DA REDAÇÃO — O advogado Thiago Alves, representante do proprietário de uma extensa área no Bairro Nossa Senhora Aparecida (Coca-Cola), às margens da faixa de domínio da Estrada de Ferro Carajás (EFC), em Marabá, enviou uma nota ao Portal Debate esclarecendo a situação legal do terreno que está sendo ocupado por mais de 150 famílias há cerca de três semanas.
Segundo a nota, os bens do proprietário, Cornélio Pereira Bitarães, não estão mais indisponíveis do ponto de vista legal, conforme relatório emitido pela Central Nacional de Indisponibilidade de Bens (foto abaixo). Ocorre que, até o momento, a Justiça ainda não solicitou a averbação do cancelamento da indisponibilidade junto ao 1º Tabelionato de Notas e Registros de Marabá.

A nota detalha que a área foi ocupada ilegalmente desde 27 de julho de 2024. Após a intervenção das autoridades, que apresentaram a documentação adequada, os ocupantes desocuparam o terreno, mas retornaram posteriormente. Em 5 de agosto de 2024, uma ação judicial foi movida para a retirada dos ocupantes. A documentação judicial atualizada confirma que a área não está mais sob restrições e que o proprietário mantém a posse legal dos bens.
Leia a nota na íntegra:
“Nota de Esclarecimento
A presente nota tem por objetivo esclarecer os fatos e refutar as informações inverídicas que têm fomentado a invasão de pessoas na área em questão.
Desde o dia 27 de julho de 2024, a área particular situada no bairro “Coca-Cola” foi ilegalmente ocupada por invasores, motivados pela divulgação de informações falsas. Tal situação gerou um conflito urbano de terra, mobilizando a comunidade local e as forças de segurança pública.
Ao chegarem ao local, as autoridades apresentaram toda a documentação aos ocupantes, que espontaneamente desocuparam a terra por completo. No entanto, os invasores foram instigados a retornar à área sob argumentos e fatos mentirosos e ilegítimos, mesmo estando acompanhados de advogado.

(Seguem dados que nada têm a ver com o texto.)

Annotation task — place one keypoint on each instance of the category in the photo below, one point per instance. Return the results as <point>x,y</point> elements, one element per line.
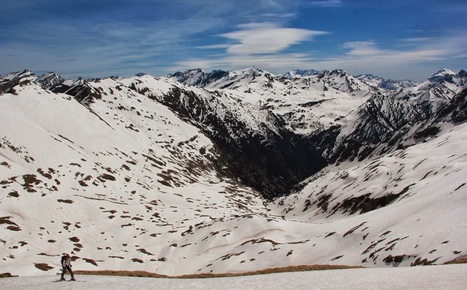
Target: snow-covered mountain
<point>231,171</point>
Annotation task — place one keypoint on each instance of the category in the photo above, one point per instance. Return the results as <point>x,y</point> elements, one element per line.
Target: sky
<point>395,39</point>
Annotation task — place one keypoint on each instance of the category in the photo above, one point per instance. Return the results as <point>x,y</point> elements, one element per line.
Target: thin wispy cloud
<point>264,38</point>
<point>123,37</point>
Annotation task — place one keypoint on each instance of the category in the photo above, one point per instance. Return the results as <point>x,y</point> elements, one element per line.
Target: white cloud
<point>266,38</point>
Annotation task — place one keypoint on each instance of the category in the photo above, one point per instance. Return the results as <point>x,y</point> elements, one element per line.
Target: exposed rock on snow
<point>230,171</point>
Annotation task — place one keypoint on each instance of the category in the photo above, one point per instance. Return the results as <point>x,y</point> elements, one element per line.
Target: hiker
<point>66,266</point>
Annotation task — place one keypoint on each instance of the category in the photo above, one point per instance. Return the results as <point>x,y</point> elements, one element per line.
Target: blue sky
<point>395,39</point>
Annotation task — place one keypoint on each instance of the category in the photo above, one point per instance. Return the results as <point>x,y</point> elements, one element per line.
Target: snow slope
<point>125,176</point>
<point>436,277</point>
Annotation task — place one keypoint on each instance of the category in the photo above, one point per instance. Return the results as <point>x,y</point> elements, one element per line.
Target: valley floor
<point>427,277</point>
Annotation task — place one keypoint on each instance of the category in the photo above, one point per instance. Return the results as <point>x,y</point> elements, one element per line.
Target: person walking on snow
<point>66,266</point>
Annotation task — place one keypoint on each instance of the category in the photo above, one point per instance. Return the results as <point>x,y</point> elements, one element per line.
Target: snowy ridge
<point>147,173</point>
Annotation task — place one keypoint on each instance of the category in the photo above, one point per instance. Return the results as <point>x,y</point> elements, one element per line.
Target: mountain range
<point>215,172</point>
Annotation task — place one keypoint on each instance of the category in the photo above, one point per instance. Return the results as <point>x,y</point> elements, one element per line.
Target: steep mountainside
<point>231,171</point>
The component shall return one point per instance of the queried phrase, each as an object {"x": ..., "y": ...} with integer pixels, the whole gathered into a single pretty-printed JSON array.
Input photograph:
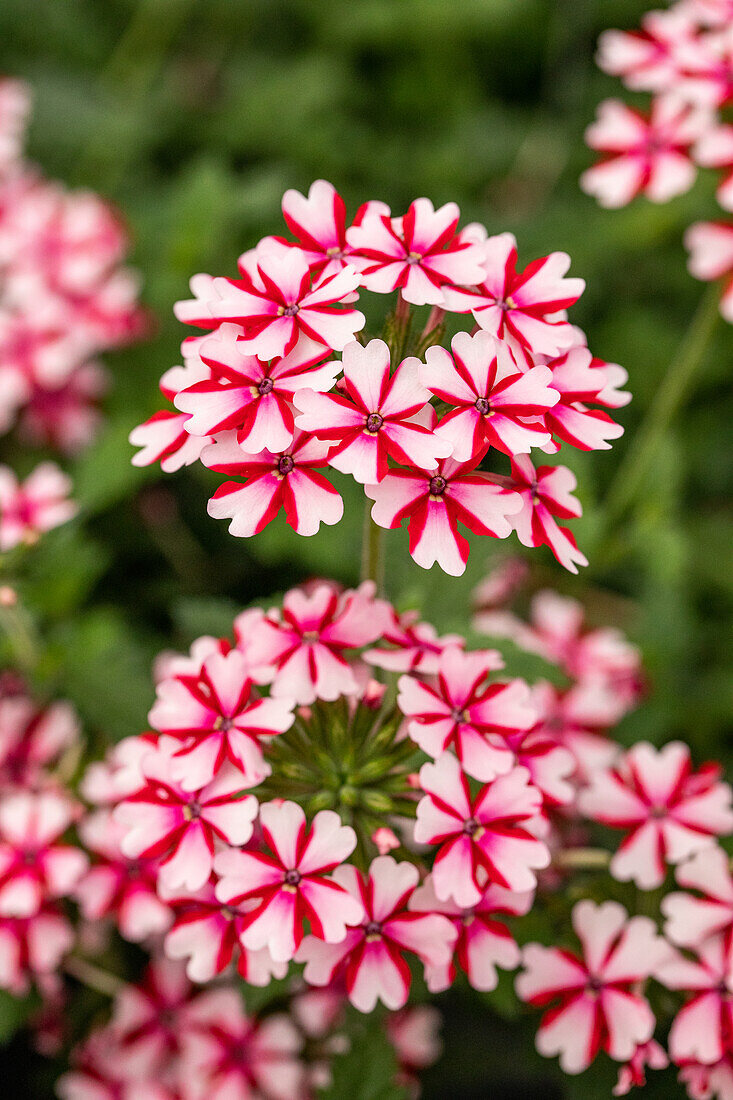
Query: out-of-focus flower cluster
[
  {"x": 262, "y": 398},
  {"x": 343, "y": 805},
  {"x": 684, "y": 57},
  {"x": 65, "y": 296}
]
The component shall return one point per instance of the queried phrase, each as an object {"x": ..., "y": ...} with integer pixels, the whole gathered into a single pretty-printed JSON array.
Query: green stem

Em 05 de agosto de 2024, os legítimos proprietários da área ajuizaram uma ação judicial visando à imediata retirada dos ocupantes. Na ação, foram apresentados os registros gerais dos imóveis, que comprovam inequivocamente a propriedade da área invadida, bem como um relatório detalhado indicando que os bens estão devidamente disponíveis aos proprietários. Adicionalmente, foi anexada aos autos a decisão da Justiça do Trabalho que comprova que os bens não estão indisponíveis ou embargados em virtude de débitos trabalhistas, contrariando o que foi divulgado em mídias sociais.
Quando um juiz determina a indisponibilidade de bens, a secretaria do tribunal registra essa ordem e envia um ofício ao cartório para que a restrição seja averbada nas matrículas dos bens. Esse procedimento apenas impede que o proprietário venda ou transfira os bens, mas ele continua sendo o dono. Quando a indisponibilidade é retirada pelo juiz, a secretaria remove a restrição dos registros internos e envia um ofício ao cartório para que a averbação seja removida.
A certidão negativa atualizada, emitida após essa retirada, comprova que os bens não estão mais sujeitos a restrições e é isso que importa ser esclarecido.
É importante notar que a indisponibilidade é uma prática comum na justiça e não significa que outras pessoas possam se apossar dos bens do proprietário, muito pelo contrário, apenas que eles não podem ser transferidos enquanto a restrição estiver em vigor, o que não é mais o caso.
Não resta dúvidas de que a ocupação é ilegal, configurando violação do direito de posse dos legítimos proprietários do terreno, o que constitui crime de esbulho possessório, além de outros crimes que estão sendo investigados pelas autoridades competentes.
A situação se agrava ainda mais quando há indícios suficientes de que a população local está sendo manipulada por indivíduos com interesses em se apropriar dos terrenos de maneira ilegal e injusta.
No que se refere à empresa de segurança contratada, trata-se de uma empresa devidamente legalizada, cuja finalidade é a proteção de patrimônio. Atualmente, a referida empresa está exercendo sua atividade fim, protegendo as áreas que não foram invadidas pela população.
Reiteramos nosso compromisso com a verdade e a legalidade, e estamos tomando todas as medidas cabíveis para resolver a situação de forma justa e dentro dos parâmetros legais.”